Methods: This study consisted of 210 T2 Diabetic patients, 120 males and 90 females with a mean age of 50.93yrs were divided equally into six groups with equal number of males and females in each group depending upon the OADs they received in solo or in combination for 24weeks. After the written consent, a detail Clinical history, Clinical examination, Biochemical investigations including, Fasting plasma sugar (FPS), Post prandial sugar (PPS), Glycosylated heamoglobin (HBA1c), serum Creatinine, serum Electrolytes, Chest X-ray PA view and standard ECG were done. Repeat FPS, PPS and HBA1c were done after 4, 12 and 24weeks of study.
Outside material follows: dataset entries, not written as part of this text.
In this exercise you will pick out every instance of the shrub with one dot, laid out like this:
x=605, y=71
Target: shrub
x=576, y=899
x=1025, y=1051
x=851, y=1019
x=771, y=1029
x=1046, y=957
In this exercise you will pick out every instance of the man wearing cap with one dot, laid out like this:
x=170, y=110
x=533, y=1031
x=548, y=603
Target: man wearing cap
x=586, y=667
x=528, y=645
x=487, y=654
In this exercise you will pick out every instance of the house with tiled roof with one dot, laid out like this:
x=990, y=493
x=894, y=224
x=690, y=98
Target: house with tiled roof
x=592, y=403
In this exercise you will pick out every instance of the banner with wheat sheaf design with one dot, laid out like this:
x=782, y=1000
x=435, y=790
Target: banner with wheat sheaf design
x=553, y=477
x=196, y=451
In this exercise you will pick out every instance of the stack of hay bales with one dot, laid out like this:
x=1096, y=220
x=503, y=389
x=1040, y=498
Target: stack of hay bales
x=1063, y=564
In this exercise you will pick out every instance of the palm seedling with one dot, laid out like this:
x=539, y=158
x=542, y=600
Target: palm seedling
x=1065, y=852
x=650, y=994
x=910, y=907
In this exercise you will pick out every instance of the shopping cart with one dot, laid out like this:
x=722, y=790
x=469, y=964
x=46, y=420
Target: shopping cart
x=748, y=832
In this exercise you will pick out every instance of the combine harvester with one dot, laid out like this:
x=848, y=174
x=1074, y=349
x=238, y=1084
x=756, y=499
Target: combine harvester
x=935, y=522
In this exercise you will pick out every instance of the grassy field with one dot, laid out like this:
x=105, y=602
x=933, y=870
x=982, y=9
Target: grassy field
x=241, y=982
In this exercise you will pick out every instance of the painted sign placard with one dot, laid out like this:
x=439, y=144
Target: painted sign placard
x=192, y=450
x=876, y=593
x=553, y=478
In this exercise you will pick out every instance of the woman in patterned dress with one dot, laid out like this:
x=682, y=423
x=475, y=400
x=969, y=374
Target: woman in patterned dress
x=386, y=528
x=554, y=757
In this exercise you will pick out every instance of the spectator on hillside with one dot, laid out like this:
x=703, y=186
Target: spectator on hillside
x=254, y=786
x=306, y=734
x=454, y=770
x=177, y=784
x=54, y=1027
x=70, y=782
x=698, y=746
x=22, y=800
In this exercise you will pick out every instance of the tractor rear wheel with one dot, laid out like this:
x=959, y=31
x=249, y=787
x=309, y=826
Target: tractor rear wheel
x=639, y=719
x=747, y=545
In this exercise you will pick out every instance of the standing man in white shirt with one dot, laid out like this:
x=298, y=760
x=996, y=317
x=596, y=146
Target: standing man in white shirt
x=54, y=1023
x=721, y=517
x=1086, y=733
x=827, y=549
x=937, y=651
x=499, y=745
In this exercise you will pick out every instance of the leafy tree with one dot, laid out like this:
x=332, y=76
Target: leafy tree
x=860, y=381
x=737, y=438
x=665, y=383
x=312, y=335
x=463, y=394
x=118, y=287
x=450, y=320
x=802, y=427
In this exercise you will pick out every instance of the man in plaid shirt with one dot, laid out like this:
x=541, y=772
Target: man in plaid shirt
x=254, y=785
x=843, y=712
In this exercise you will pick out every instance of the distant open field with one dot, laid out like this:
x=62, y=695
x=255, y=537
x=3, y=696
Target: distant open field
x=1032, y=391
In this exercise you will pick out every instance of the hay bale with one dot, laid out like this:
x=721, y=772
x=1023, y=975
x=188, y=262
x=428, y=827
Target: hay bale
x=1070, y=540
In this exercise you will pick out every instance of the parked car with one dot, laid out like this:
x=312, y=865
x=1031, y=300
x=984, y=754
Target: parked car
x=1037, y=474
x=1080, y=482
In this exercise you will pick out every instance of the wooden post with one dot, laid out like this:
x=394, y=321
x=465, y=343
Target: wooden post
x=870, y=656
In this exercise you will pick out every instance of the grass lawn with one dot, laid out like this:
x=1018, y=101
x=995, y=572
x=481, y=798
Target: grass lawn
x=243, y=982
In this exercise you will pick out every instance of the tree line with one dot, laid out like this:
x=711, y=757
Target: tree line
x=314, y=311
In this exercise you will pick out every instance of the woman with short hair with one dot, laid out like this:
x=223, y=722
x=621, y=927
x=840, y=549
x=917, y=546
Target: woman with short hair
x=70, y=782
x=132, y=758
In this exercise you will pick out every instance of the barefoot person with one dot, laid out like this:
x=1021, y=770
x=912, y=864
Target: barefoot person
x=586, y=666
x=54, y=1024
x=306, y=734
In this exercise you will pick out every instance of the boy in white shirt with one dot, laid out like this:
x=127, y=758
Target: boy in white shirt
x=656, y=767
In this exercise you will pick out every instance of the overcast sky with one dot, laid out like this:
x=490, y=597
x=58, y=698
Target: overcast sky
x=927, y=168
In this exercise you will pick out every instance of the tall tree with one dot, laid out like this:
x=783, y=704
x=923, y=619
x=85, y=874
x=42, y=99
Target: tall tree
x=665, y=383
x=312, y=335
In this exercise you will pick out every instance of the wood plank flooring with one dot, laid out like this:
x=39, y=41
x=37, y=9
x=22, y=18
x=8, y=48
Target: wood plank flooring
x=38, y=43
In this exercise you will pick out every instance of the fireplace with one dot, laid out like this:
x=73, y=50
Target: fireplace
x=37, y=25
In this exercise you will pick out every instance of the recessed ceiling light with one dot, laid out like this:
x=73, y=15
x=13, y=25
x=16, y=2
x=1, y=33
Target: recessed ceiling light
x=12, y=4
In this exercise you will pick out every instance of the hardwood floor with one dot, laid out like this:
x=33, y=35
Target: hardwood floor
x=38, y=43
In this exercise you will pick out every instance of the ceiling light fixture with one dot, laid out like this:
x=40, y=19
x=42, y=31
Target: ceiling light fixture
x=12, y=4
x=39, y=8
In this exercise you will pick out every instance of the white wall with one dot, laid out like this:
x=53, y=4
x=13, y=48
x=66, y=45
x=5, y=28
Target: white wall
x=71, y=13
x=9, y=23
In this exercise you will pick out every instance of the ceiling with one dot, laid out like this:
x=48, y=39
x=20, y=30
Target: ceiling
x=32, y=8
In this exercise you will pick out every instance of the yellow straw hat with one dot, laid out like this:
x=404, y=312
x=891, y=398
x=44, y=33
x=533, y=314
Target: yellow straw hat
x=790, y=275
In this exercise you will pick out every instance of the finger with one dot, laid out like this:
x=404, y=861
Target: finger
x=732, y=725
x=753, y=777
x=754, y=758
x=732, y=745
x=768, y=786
Results: After 4 weeks, FPS, PPS decreased significantly in combination therapy (p <0.05), while after 12weeks and 24weeks of study, FPS, PPS and HBA1c decreased significantly (p <0.01 to p <0.001 in both monotherapy and in combination therapy. Non-diabetic levels of plasma sugars were obtained in 25-45% with monotherapy and 37-57% in combination therapy. Metformin was an effective monotherapy to initiate treatment of T2DM, but eventually combination therapy was required in most of the patients. The combinations of metformin-teneligliptin and metformin-glimepiride were found to be most effective because of their favourable pharmacokinetic characters and complementary pharmcodynamic effects.
Conclusions: OADs are affordable, effective hypoglycemic agents to initiate treatment as monotherapy and for subsequent treatment as combination therapy for T2DM.